In a metrizable TVS $E$ a point $x$ is an accumulation point of a sequence $S$ if and only if $S$ contains a subsequence which converges to $x$.

Question

Let $E$ be a metrizable space, that is, $E$ is a Hausdorff space and if there is a countable basis of neighborhoods of $0 \in E$ in E. I want to prove: a point $x \in E$ is a an accumulation point of a sequence $S:=(x_n)_{n \in\mathbb{N}} \subset E$ if and only if $S$ contains a subsequence which converges to $x$.

I know that, if we consider the set, for each $n \in \mathbb{N}$, $$S_n:=\{x_n,x_{n+1},x_{n+2},\cdots\},$$ the the family $\mathcal{B}:=\{S_n \subset E\; ; \; n \in \mathbb{N}\}$ is a basis of the filter $$\mathcal{F}_S=\{A \subset E\; ; \; S_n \subset A, \text{for some}\: n \in \mathbb{N}\}.$$ In addition, the sequence $S$ has a accumulation point if $x \in E$, and only if, $x$ is a accumulation point of $\mathcal{F}_S$, where $x$ is accumulation point of $\mathcal{F}_S$ means that $x \in \overline{V}$, for all $V \in \mathcal{F}_S.$

From these facts, how do I proceed?

Answer 1

If $x$ is an accumulation point of $S$, then $B(x,\epsilon)\cap S_n\ne\varnothing$ for each $\epsilon>0$ and $n\in\Bbb N$. Let

$$k_1=\min\{k\in\Bbb N:x_k\in B(x,1)\cap S_1\}\;.$$

Suppose that we already have $k_1<\ldots<k_m$ such that $x_{k_i}\in B\left(x,\frac1i\right)\cap S_i$ for $i=1,\ldots,m$; then we can let

$$k_{m+1}=\min\left\{k\in\Bbb N:k>k_m\text{ and }x_k\in B\left(x,\frac1{m+1}\right)\cap S_{m+1}\right\}$$

and continue the recursive construction to get a strictly increasing sequence $\langle k_i:i\in\Bbb Z^+\rangle$ in $\Bbb N$ such that $x_{k_i}\in B\left(x,\frac1i\right)\cap S_i$ for each $i\in\Bbb Z^+$. Then $\langle x_{k_i}:i\in\Bbb Z^+\rangle$ is a subsequence of $S$ converging to $x$.

Answer 2

The vector spaces info is not needed: if $X$ is a first countable (topological) space and the sequence $(x_n)_n$ has an accumulation point $x$ then there is a subsequence of $(x_n)_n$ that converges to $x$.

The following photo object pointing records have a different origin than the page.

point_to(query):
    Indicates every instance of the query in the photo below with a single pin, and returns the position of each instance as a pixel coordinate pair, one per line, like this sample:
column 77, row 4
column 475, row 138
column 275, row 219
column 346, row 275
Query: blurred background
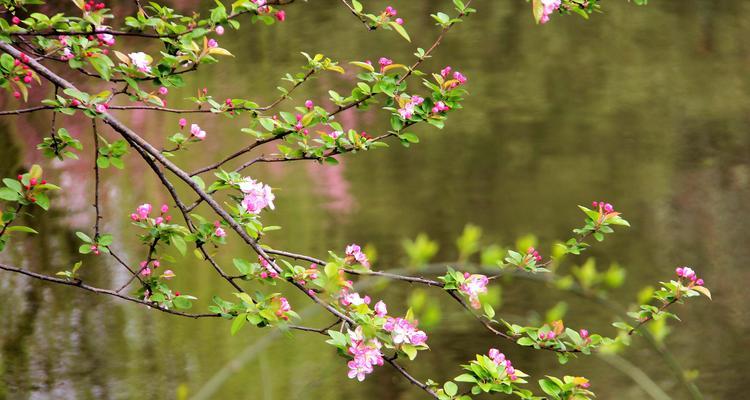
column 645, row 107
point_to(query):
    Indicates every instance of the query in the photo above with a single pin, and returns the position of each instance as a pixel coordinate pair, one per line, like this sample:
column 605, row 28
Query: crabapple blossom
column 197, row 132
column 141, row 61
column 354, row 253
column 366, row 354
column 549, row 6
column 257, row 196
column 473, row 286
column 143, row 210
column 404, row 332
column 380, row 309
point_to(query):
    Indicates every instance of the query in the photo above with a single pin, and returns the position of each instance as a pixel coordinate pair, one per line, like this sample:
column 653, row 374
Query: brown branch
column 81, row 285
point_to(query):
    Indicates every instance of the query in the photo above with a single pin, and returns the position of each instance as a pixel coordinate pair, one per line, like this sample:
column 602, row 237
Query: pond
column 645, row 107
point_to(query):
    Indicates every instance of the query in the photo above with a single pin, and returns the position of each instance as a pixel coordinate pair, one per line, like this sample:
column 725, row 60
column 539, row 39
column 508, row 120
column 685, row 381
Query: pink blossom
column 356, row 254
column 143, row 210
column 141, row 61
column 403, row 331
column 257, row 196
column 353, row 299
column 440, row 107
column 106, row 38
column 269, row 268
column 549, row 6
column 445, row 72
column 380, row 309
column 366, row 354
column 384, row 62
column 459, row 77
column 473, row 286
column 67, row 54
column 196, row 131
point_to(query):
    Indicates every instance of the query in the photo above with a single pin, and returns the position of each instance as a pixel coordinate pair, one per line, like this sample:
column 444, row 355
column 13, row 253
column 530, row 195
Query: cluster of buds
column 30, row 187
column 218, row 230
column 440, row 107
column 499, row 359
column 143, row 212
column 604, row 208
column 92, row 5
column 458, row 78
column 22, row 72
column 391, row 12
column 532, row 253
column 384, row 62
column 269, row 271
column 284, row 307
column 147, row 271
column 688, row 273
column 354, row 254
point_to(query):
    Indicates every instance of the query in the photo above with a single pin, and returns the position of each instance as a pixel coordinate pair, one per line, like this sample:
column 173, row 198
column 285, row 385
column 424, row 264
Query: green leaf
column 179, row 243
column 238, row 323
column 182, row 302
column 400, row 29
column 450, row 388
column 13, row 184
column 21, row 228
column 8, row 194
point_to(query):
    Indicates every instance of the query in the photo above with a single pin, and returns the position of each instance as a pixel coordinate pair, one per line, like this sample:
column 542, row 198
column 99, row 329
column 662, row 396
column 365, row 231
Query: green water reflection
column 645, row 107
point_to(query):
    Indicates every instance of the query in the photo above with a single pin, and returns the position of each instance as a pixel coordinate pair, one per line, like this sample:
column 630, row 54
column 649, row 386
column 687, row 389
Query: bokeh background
column 645, row 107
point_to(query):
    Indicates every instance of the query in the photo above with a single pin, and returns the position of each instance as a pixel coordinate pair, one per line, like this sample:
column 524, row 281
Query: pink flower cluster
column 384, row 62
column 146, row 271
column 473, row 286
column 403, row 331
column 604, row 208
column 352, row 298
column 457, row 76
column 284, row 307
column 534, row 254
column 549, row 6
column 269, row 272
column 499, row 359
column 143, row 212
column 366, row 355
column 257, row 196
column 354, row 253
column 688, row 273
column 407, row 111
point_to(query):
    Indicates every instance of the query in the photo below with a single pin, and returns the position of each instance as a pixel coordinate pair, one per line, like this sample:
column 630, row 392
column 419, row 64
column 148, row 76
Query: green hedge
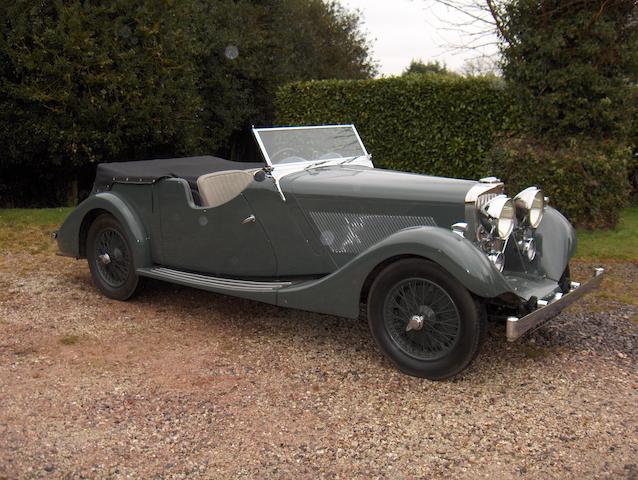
column 431, row 124
column 585, row 179
column 464, row 128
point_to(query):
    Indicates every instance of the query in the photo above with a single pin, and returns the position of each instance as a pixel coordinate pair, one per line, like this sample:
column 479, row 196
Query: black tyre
column 110, row 259
column 423, row 320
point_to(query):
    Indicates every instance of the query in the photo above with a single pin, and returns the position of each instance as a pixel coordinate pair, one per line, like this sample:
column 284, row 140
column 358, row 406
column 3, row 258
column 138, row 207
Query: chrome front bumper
column 548, row 309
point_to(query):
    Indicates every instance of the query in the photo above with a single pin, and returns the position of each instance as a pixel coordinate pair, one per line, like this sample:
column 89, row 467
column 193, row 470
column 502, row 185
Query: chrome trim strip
column 198, row 280
column 517, row 327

We simply construct it by recursion: let $O_n, n \in \Bbb N$ be a countable local base for $x$. WLOG we can assume that $O_{n+1} \subseteq O_n$ for all $n$ (a decreasing local base, in metric spaces we just use $B(x, \frac{1}{n})$, e.g.).

As $x$ is an accumulation point of the sequence for each open neighbourhood $O$ of $x$ the set $N(O):= \{n: x_n \in O\}$ is infinite.

So let $n_1 = \min(N(O_1))$ and if we have constructed $n_1 < n_2 < \ldots < n_k$ such that $x_{n_i} \in O_i$ for all $ i \le k$, we note that $N(O_{k+1})$ is infinite and we pick an element in it that is $> n_k$. This preserves the increasingness of the indices and the fact that always $x_{n_i} \in O_i$.

Because we have a decreasing local base, it's easy to see that $(x_{n_k})_k \to x$.